Randomly Selected Hydrophobic Peptides Inhibit Lassa Pseudovirus

Lassa fever is a hemorrhagic fever endemic in West Africa. Currently the only available treatment, ribavirin, is only effective in the early stages of infection. Due to the limited efficacy of ribavirin, new drugs are needed to combat Lassa fever. In recent years many peptides have been developed as entry inhibitors against numerous viruses. Many of these peptides share a common trait; they are somewhat hydrophobic and have a tendency to partition into membranes. It is hypothesized that many of these peptides disrupt the physical chemistry of the membrane, inhibiting the virus from fusing with the host cell. In this study hydrophobic membrane interacting peptides were selected and challenged against a Lassa pseudovirus.

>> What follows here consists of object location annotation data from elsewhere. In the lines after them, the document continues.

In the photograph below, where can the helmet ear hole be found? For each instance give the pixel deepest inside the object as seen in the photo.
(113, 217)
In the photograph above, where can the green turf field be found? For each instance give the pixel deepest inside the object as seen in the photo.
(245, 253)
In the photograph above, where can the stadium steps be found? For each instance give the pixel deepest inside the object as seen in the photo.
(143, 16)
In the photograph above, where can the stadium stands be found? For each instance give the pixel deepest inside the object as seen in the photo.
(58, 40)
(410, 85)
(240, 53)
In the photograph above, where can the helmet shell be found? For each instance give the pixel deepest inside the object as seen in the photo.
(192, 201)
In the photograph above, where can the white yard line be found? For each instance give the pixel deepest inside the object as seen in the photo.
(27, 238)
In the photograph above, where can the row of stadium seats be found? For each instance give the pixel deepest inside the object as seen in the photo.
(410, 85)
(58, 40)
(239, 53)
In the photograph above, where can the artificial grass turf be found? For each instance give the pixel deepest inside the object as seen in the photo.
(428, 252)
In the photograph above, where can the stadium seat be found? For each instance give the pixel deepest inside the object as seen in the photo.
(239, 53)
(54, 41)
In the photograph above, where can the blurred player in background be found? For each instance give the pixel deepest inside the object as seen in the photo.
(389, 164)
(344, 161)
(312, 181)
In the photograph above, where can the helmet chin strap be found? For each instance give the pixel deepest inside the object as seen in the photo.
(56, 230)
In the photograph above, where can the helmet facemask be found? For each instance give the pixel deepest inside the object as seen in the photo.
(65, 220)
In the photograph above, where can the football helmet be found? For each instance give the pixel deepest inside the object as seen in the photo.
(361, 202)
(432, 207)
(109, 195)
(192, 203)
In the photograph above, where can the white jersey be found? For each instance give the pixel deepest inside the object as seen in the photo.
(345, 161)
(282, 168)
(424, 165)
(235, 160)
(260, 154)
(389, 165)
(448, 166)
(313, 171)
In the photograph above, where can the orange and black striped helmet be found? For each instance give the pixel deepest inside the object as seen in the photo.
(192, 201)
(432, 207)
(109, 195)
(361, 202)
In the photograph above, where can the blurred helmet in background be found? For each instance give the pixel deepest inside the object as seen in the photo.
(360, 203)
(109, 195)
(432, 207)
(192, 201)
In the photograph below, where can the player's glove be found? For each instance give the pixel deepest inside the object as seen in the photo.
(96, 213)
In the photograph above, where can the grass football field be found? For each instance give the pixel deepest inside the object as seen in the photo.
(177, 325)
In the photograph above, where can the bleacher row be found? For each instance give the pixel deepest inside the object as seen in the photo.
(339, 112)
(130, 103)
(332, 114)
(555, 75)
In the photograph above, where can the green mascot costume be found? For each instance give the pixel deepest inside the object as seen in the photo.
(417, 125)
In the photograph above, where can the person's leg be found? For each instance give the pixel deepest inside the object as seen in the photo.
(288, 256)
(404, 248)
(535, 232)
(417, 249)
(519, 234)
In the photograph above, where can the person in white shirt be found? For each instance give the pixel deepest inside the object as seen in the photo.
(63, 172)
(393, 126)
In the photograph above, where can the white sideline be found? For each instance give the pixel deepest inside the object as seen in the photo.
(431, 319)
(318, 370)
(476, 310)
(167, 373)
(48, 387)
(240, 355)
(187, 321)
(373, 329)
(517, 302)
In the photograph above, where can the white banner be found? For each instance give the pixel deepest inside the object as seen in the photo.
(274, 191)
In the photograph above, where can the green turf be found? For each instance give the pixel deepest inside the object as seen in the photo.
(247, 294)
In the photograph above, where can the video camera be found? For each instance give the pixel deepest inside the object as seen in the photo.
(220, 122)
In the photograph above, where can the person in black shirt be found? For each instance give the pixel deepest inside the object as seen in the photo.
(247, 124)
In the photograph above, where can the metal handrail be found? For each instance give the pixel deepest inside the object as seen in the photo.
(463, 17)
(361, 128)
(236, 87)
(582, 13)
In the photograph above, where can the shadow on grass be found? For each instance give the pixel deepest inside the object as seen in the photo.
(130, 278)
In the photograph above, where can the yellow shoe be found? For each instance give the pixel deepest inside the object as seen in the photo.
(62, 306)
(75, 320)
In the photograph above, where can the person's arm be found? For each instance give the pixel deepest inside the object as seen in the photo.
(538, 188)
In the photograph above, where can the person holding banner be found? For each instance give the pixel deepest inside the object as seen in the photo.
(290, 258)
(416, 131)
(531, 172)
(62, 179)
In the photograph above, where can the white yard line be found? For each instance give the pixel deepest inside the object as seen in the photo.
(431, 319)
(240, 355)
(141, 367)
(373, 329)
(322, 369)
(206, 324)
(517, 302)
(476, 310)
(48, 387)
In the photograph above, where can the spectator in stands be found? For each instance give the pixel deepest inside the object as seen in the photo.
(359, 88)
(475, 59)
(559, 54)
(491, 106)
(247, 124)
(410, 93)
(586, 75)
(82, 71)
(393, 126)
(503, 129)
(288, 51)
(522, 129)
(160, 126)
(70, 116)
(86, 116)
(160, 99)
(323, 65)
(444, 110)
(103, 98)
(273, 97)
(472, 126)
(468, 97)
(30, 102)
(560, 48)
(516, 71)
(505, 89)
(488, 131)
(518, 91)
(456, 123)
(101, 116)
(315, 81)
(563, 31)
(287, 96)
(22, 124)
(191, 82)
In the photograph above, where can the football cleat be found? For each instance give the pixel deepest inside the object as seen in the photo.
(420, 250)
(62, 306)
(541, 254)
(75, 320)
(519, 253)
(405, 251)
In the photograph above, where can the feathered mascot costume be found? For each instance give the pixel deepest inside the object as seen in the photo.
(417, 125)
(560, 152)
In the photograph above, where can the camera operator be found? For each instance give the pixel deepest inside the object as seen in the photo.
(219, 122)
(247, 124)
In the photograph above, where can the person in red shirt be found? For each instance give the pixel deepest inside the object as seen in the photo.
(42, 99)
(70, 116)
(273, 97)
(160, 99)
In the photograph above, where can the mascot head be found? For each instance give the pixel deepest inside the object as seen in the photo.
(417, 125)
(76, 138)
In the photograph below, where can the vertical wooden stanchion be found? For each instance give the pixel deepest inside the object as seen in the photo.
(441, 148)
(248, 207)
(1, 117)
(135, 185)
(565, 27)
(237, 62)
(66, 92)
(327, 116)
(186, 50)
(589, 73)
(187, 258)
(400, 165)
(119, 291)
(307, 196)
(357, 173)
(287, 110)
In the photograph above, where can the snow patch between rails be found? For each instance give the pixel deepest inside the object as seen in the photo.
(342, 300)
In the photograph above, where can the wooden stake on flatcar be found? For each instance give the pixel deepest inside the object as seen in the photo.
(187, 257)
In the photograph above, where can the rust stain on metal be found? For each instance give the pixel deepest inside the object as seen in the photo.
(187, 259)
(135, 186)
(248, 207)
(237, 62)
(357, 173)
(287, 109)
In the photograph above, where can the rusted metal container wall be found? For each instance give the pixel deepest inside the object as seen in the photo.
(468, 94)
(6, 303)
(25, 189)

This pseudovirus is composed of an HIV core (pSG3Δenv) and the Lassa envelop (Josiah strain), and allows us to study the virus, a BSL-4 pathogen, in a BSL-2 environment. Infection of the pseudovirus was detected using TZM HeLa cells, a cell line containing a gene that encodes luciferase which is promoted by tat, an HIV core protein. Initially ten hydrophobic peptides were selected; nine of which were discovered for characteristics other than antiviral activity. Interestingly, some were found to inhibit the virus while others increased viral activity. Of the peptides that inhibited the virus, the two peptides that showed the greatest antiviral activity were discovered from the same peptide library. More peptides from that library were then tested against the Lassa pseudovirus, most of which showed antiviral activity and low toxicity. In the next phase of this work these peptides will provide an archetype for the design of a combinatorial peptide library to optimize Lassa viral entry inhibition.